"Anyone who wants to be My follower must love Me far more than he does his own father, mother, wife, children, brothers or sisters -- yes, more than his own life -- otherwise he cannot be My disciple. And no one can be My disciple who does not carry his own cross and follow Me. But don't begin until you count the cost."
Luke 14: 26-28a
"Don't begin until you count the cost." A few years ago we spent some time in Israel. Our prime necessity was to learn some basic Hebrew phrases in order to get along. The first, after Shalom, was "comma zay olay?" -- how much does it cost?
Only a fool would make a purchase or acquisition without first determining the cost. No matter how necessary, no matter how desirable, no matter how great the promised investment returns, a wise man first determines the cost. Yes, salvation is a gift of God. But discipleship is costly for it is purchased with obedience to every word that proceeds out of the mouth of God.

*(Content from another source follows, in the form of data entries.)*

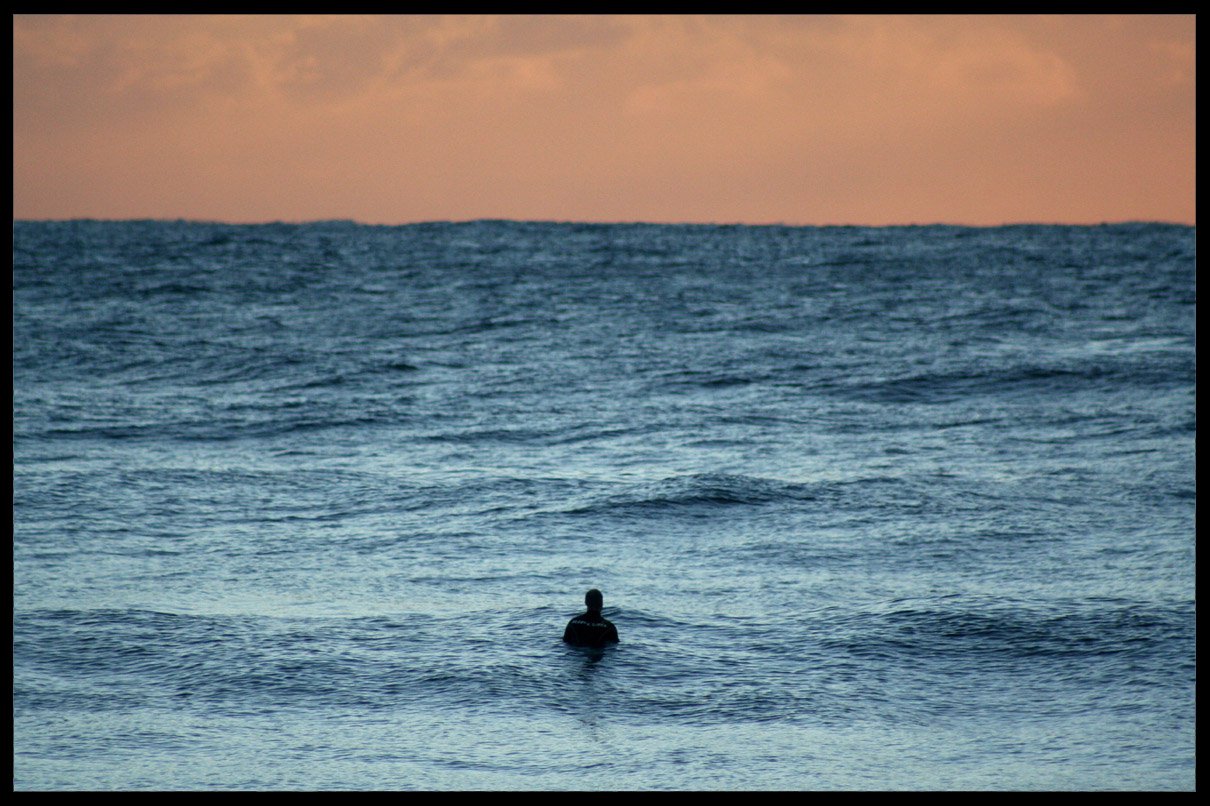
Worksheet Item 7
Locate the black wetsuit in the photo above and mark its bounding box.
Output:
[563,610,617,646]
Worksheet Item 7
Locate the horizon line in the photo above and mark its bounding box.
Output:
[12,215,1197,230]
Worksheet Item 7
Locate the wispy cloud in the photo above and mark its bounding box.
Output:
[13,16,1195,223]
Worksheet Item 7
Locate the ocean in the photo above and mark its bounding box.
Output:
[12,220,1197,791]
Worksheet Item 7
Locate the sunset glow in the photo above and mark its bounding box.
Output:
[13,16,1195,225]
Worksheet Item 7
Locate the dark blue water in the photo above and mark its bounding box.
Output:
[13,221,1197,790]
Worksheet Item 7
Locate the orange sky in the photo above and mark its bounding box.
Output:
[13,16,1195,225]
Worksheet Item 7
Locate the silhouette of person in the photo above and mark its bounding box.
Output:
[563,588,618,646]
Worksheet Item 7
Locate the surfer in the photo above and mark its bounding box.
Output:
[563,588,617,646]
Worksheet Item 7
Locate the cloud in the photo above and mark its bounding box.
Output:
[13,16,1195,223]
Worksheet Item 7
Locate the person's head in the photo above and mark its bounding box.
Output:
[584,588,605,610]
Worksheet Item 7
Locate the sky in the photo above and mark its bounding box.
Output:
[13,15,1195,226]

The "Good News" today is frequently handled with the use of the techniques of modern salesmanship, which are to present only the desirable qualities of the product and ignore the rest. The shallow message to the unsaved is too often to offer them peace of mind, solutions for their problems, prosperity for their business, protection for their families (and their lifestyle), and happiness all day long. God is love and salvation is free so we'll all live happily ever after.

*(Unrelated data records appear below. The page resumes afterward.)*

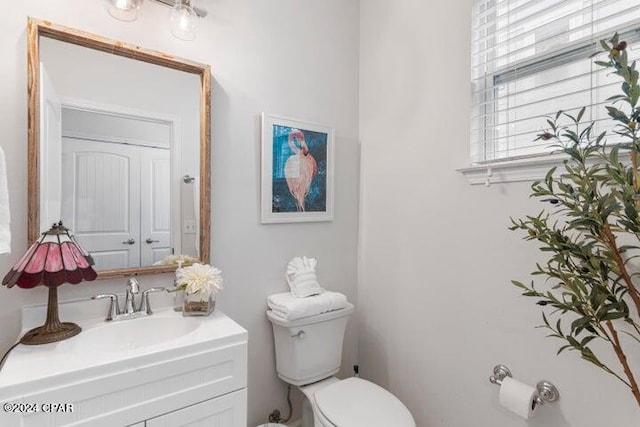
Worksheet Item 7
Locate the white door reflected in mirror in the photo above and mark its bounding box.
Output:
[40,38,200,271]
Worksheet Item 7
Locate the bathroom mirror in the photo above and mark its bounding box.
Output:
[27,18,211,278]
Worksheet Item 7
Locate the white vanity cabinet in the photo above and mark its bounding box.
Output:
[0,309,247,427]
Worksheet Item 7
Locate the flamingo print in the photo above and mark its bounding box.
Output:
[284,129,318,212]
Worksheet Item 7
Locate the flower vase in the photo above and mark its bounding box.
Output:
[182,292,216,316]
[173,289,184,311]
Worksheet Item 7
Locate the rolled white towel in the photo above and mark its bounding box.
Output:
[285,257,324,298]
[267,291,349,320]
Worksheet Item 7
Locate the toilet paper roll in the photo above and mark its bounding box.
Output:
[500,377,537,420]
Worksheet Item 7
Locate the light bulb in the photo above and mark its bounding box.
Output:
[105,0,144,21]
[169,0,198,40]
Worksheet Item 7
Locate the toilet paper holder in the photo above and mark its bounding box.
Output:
[489,365,560,405]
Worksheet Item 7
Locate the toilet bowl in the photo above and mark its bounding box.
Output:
[267,304,416,427]
[299,377,416,427]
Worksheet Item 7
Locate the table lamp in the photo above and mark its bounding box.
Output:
[2,221,97,345]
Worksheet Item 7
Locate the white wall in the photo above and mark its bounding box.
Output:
[0,0,359,425]
[358,0,640,427]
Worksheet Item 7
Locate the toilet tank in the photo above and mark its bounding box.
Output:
[267,304,354,385]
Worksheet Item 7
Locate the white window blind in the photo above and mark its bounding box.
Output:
[471,0,640,164]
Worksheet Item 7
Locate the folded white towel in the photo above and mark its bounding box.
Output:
[285,257,324,298]
[267,291,349,320]
[0,148,11,254]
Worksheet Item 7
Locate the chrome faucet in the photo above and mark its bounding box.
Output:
[91,277,166,322]
[124,277,140,314]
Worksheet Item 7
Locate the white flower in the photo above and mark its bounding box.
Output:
[176,263,222,299]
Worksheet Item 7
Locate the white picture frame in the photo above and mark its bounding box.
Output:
[261,113,334,224]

Fairy tales have little in common with fact. When these new babes in Christ begin to realize some of the not so rosy realities of being a disciple, some falter and fade. When the heat goes up, some leave the kitchen. "Nobody told me it would be like this", they say. And when they see for the first time what being a Christian entails, some turn tail and run. And their last state is more despicable than their first.
What about the cost? A cross to bear, chastisement (a rod) for correction, suffering, ridicule, refining fire, persecutions, self-denial, possibly loss of old friends (and maybe family), a radical change in lifestyle, etc. Jesus was a realist in the first degree. Nowhere in the Gospel can we find anything visionary or over-optimistic. He "tells it like it is".
But for those who know and are aware of the cost and are willing to sell all to buy the pearl of great price or the field with the treasure, there is value far beyond measure. Paul encapsulated this fact as: "the unsearchable riches of Christ." For those who are willing He offers forgiveness of sins, inward cleansing, peace with God, eternal life, the gift of the Holy Spirit, victory over temptation, resurrection from the dead, immortality and a dwelling place in the house of the Lord forever.
"But don't begin until you count the cost. For who would begin construction of a building without first getting estimates and then checking to see if he has enough money to pay the bills? Otherwise he might complete only the foundation before running out of funds. And then how everyone would laugh! ...So no one can become My disciple unless he first sits down and counts his blessings -- and then renounces them all for Me."
Luke 14: 28, 19, 33
"The passion for truth is silenced by answers which have the weight of undisputed authority."